Anand’s pioneering approach
Recognizing the inherent complexity of AI systems, Anand believes that understanding a spreadsheet can unlock the secrets of artificial intelligence. “If you can understand a spreadsheet, then you can understand AI,” he confidently states. The developer’s innovative approach has resulted in a 1.25GB spreadsheet, which he has generously made available on GitHub for anyone to download and explore.
While Anand’s spreadsheet implementation of GPT-2 may not match the cutting-edge capabilities of contemporary LLMs, it offers a valuable glimpse into the groundbreaking GPT-2 model, which garnered significant attention in 2019 for its state-of-the-art performance. It’s important to note that GPT-2 predates the era of conversational AI, with ChatGPT emerging from efforts to prompt GPT-3 conversationally in 2022.
Exploring the transformer architecture
At the core of Anand’s Excel implementation lies the GPT-2 Small model, which boasts 124 million parameters. In contrast, the full version of GPT-2 employed a staggering 1.5 billion parameters, while its successor, GPT-3, raised the bar even higher with up to 175 billion parameters. Despite its relatively modest size, Anand’s implementation showcases the Transformer architecture’s ability to perform smart “next-token prediction,” where the language model intelligently completes an input sequence with the most likely subsequent part.

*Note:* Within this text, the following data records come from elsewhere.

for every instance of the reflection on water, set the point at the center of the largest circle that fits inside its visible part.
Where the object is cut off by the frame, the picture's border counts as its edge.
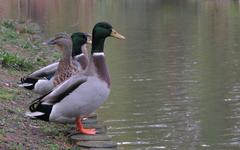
(176, 77)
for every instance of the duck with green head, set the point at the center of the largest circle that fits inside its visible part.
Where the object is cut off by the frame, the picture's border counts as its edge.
(80, 95)
(42, 80)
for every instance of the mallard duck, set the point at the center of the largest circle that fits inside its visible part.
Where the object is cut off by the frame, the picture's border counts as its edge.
(80, 95)
(41, 81)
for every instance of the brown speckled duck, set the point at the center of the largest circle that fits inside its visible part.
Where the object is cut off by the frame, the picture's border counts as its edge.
(80, 95)
(45, 79)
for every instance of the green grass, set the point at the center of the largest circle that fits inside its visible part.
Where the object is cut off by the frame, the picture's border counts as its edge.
(13, 61)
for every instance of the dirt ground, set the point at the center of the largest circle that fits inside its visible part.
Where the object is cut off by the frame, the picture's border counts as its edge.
(16, 130)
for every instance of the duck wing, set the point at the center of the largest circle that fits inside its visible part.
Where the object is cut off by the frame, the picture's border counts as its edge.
(64, 89)
(45, 71)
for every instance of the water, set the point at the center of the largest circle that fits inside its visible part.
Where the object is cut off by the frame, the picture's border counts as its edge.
(175, 80)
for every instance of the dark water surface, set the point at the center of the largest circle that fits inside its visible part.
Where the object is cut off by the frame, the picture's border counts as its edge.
(175, 80)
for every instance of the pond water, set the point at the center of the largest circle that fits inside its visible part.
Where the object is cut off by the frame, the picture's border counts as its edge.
(175, 80)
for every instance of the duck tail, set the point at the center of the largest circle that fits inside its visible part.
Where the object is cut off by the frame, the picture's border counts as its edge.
(39, 110)
(28, 82)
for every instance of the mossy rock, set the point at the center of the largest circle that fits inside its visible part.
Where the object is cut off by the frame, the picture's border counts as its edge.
(98, 137)
(97, 144)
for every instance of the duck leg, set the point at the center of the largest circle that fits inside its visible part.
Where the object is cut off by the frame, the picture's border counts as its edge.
(83, 130)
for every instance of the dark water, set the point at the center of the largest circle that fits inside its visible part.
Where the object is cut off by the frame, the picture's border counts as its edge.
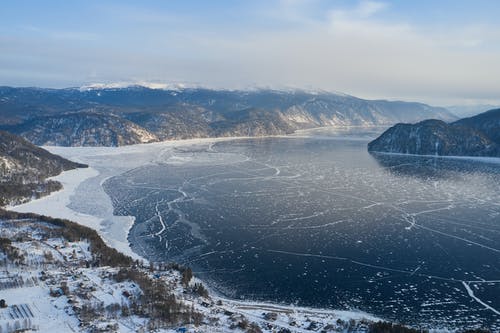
(319, 221)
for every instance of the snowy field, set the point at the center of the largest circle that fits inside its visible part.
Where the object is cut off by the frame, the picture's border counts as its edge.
(405, 237)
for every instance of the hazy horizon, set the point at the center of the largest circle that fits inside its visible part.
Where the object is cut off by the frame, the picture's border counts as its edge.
(440, 53)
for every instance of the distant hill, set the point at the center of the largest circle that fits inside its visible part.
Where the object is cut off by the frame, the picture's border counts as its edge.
(474, 136)
(24, 169)
(470, 110)
(120, 116)
(82, 129)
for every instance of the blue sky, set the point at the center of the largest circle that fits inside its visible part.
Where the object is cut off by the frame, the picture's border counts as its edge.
(441, 52)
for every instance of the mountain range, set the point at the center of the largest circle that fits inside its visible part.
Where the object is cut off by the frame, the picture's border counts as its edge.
(102, 116)
(473, 136)
(24, 169)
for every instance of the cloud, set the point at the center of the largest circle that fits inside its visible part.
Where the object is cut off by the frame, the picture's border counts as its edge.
(364, 49)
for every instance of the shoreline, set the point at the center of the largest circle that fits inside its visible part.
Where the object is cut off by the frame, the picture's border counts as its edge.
(482, 159)
(122, 159)
(59, 204)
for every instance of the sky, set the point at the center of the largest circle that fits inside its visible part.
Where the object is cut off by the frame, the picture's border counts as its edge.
(438, 52)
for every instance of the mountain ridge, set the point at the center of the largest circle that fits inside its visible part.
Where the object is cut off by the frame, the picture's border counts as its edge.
(184, 113)
(474, 136)
(24, 169)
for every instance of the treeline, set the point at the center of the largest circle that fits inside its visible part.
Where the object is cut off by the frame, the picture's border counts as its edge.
(14, 192)
(103, 254)
(157, 302)
(388, 327)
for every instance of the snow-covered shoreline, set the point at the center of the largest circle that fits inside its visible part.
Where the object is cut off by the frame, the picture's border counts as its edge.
(483, 159)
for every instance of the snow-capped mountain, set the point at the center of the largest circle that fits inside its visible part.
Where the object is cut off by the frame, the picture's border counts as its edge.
(134, 114)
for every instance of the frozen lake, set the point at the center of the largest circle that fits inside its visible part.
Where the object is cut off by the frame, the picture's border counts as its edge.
(319, 221)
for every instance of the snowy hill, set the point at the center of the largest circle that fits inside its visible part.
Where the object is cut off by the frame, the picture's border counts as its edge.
(133, 114)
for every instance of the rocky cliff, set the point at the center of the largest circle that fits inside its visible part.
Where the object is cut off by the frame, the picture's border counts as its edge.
(475, 136)
(121, 116)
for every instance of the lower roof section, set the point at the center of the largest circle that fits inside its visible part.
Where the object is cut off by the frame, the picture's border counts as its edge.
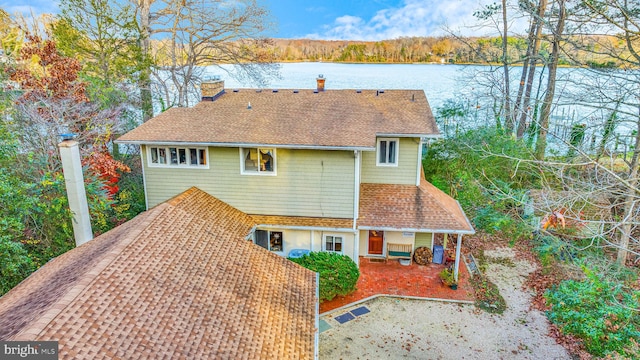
(177, 281)
(423, 208)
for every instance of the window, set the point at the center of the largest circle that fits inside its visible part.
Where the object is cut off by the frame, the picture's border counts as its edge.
(258, 161)
(387, 152)
(270, 240)
(168, 156)
(333, 243)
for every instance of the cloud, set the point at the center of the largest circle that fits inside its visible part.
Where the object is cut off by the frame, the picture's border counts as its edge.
(411, 18)
(37, 7)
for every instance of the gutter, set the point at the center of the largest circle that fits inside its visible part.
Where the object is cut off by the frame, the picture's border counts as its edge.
(299, 227)
(218, 144)
(316, 351)
(448, 231)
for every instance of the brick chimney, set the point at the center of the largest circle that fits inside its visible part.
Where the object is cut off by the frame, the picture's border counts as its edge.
(211, 89)
(320, 82)
(74, 182)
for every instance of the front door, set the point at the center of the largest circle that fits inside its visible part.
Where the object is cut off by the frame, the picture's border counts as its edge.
(375, 242)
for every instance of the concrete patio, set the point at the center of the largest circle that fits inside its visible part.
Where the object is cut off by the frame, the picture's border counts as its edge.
(389, 277)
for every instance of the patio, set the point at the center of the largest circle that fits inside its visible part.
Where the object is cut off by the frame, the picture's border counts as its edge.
(389, 277)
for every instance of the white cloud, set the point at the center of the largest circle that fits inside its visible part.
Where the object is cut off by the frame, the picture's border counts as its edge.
(26, 8)
(412, 18)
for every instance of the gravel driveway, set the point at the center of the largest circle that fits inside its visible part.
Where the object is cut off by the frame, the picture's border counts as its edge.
(417, 329)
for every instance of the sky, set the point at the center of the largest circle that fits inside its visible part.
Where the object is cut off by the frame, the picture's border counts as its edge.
(343, 19)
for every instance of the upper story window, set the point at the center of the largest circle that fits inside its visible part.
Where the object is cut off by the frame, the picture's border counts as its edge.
(258, 161)
(387, 152)
(333, 243)
(270, 240)
(168, 156)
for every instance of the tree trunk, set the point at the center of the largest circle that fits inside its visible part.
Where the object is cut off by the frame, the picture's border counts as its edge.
(630, 202)
(508, 118)
(545, 113)
(522, 124)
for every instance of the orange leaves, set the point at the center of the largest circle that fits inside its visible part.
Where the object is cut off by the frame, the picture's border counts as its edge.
(50, 74)
(108, 169)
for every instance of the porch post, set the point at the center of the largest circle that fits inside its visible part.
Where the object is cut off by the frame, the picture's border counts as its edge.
(457, 264)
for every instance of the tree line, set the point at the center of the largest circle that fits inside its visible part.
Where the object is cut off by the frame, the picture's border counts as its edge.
(443, 49)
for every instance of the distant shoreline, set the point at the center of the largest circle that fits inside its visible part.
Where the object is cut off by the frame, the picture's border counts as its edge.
(418, 63)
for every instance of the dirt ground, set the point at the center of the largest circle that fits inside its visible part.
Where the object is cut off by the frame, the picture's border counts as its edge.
(418, 329)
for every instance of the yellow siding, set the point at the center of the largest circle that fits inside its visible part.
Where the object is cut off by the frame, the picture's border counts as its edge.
(308, 183)
(404, 173)
(312, 240)
(424, 239)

While the spreadsheet can handle only 10 tokens of input, a minuscule fraction compared to GPT-4 Turbo’s capacity of 128,000 tokens, Anand’s work serves as a valuable educational resource. He believes his “low-code introduction” is ideal for tech executives, marketers, product managers, AI policymakers, ethicists, developers, and scientists seeking to understand the foundations of LLMs better.
A foundation for modern LLMs
Anand asserts that the Transformer architecture employed in his GPT-2 implementation remains “the foundation for OpenAI’s ChatGPT, Anthropic’s Claude, Google’s Bard/Gemini, Meta’s Llama, and many other LLMs.” His multi-sheet work guides users through word tokenization, text positions and weightings, iterative refinement of next-word prediction, and ultimately, selecting the output token – the predicted last word of the sequence.
One of the noteworthy benefits of Anand’s Excel-based implementation is the ability to run the LLM entirely locally on a PC, without relying on cloud services or API calls. However, he cautions against attempting to use this Excel file on Mac or cloud-based spreadsheet applications, as it may lead to crashes and performance issues. Additionally, Anand recommends using the latest version of Excel for optimal performance.
While Anand’s GPT-2 implementation may not match the capabilities of contemporary LLMs, it serves as a remarkable educational tool and a testament to the versatility of spreadsheets. By demystifying the inner workings of language models, Anand’s work empowers individuals from diverse backgrounds to gain a deeper understanding of artificial intelligence and its underlying architectural principles.